Side-by-Side: Where Each Approach Excels¶
Summary¶
| Dimension | Winner | Evidence | Impact |
|---|---|---|---|
| Column-level precision | DFA | 61 column-level fdd relationships traced across 9 lineage paths | High |
| Multi-source expressions | DFA | CASE/TRIM/LEAD window functions traced to source columns | Medium |
| FK/ER relationships | Tie | No FK constraints in this DDL-only warehouse schema | Low |
| fdd vs fdr distinction | DFA | All 61 relationships correctly classified as fdd (direct dataflow) | Medium |
| Novel/vendor-specific syntax | Tie | Standard T-SQL patterns (BULK INSERT, ROW_NUMBER, LEAD, CASE) | Low |
| Semantic understanding | LLM | Described business logic: dedup strategy, gender normalization, date validation | Low |
| Graceful degradation | Tie | No crashes on either side; all SQL parsed successfully | Low |
| Aggregate/string functions | DFA | TRIM traced through function resultsets to source columns | Medium |
| Trigger/procedure bodies | Tie | Both correctly traced INSERT...SELECT inside stored procedures | High |
Detail¶
DFA Advantages in This Codebase¶
- Column-level precision: DFA traced 61 individual column-to-column relationships. For example,
gold.dim_customers.first_name<-silver.crm_cust_info.cst_firstnamevia TRIM function. LLM identified table-level lineage but did not enumerate every column mapping. - Function tracing: DFA created intermediate
resultsetnodes for TRIM, NULLIF, and other functions, showing how data flows through transformations at the column level. - Procedure detection: DFA identified
silver.load_silveras a procedure and correctly attributed all 6 INSERT operations to it, with procedure IDs linking processes to their parent procedure.

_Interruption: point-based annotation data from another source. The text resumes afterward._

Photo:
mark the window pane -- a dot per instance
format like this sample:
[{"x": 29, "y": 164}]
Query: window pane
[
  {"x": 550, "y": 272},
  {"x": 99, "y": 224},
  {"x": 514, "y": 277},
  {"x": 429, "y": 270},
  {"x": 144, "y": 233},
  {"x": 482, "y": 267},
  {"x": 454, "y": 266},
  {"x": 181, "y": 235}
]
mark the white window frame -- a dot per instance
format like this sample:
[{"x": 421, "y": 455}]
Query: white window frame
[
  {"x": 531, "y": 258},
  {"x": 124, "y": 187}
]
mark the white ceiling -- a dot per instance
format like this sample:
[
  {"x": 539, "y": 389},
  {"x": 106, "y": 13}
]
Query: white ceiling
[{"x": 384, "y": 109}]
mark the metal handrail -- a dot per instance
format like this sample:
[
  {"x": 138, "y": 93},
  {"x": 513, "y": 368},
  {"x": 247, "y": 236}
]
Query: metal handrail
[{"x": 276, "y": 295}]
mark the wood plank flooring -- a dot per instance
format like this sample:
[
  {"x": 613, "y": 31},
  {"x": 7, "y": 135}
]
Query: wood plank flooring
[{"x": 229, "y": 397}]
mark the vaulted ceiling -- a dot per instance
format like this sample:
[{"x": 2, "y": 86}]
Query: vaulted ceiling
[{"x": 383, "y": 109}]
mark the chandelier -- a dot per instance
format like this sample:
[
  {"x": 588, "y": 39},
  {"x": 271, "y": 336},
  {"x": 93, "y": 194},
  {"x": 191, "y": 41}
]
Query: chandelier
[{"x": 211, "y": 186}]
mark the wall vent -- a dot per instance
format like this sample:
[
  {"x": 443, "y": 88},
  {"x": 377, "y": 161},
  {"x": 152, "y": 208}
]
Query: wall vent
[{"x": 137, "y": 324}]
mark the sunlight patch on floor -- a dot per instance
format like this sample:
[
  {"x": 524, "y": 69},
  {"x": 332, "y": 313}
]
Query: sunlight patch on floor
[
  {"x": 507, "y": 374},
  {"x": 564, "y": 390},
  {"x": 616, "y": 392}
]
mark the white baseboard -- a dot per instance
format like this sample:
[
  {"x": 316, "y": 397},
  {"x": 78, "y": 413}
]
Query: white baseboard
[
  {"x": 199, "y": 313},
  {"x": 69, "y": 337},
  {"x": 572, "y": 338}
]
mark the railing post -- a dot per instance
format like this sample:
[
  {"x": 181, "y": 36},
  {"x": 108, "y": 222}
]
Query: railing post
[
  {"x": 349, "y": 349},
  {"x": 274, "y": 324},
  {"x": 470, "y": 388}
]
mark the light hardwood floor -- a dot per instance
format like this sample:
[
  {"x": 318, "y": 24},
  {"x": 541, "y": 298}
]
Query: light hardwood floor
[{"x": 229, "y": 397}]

LLM Advantages in This Codebase¶
- Business logic understanding: LLM described transformation intent -- e.g., "normalize marital status (S->Single, M->Married)", "dedup by most recent cst_create_date per customer", "filter future birthdates to NULL". DFA traces the dataflow but doesn't capture business meaning.
- Architecture comprehension: LLM identified the 3-layer ETL pattern (Bronze->Silver->Gold), star schema design, and multi-source integration (CRM + ERP) -- structural insights that DFA doesn't produce.
Tie / Both Correct¶
- Both approaches correctly identified all 9 lineage relationships with matching source/target tables.
- Both correctly handled stored procedure bodies with TRUNCATE+INSERT patterns.
- Both correctly handled CREATE VIEW with multi-table LEFT JOINs and window functions (ROW_NUMBER, LEAD).
- Neither had issues with the standard T-SQL syntax used in this project.
Recommendations¶
- DFA
/dmode should skip.git/directories -- this would eliminate 18,000+ spurious error messages and improve performance. - BULK INSERT lineage: Consider adding optional support for BULK INSERT source tracking (noting the CSV filename as an external source), useful for end-to-end lineage in ETL pipelines.
- No parser fixes needed: All SQL in this project parsed successfully with the MSSQL parser.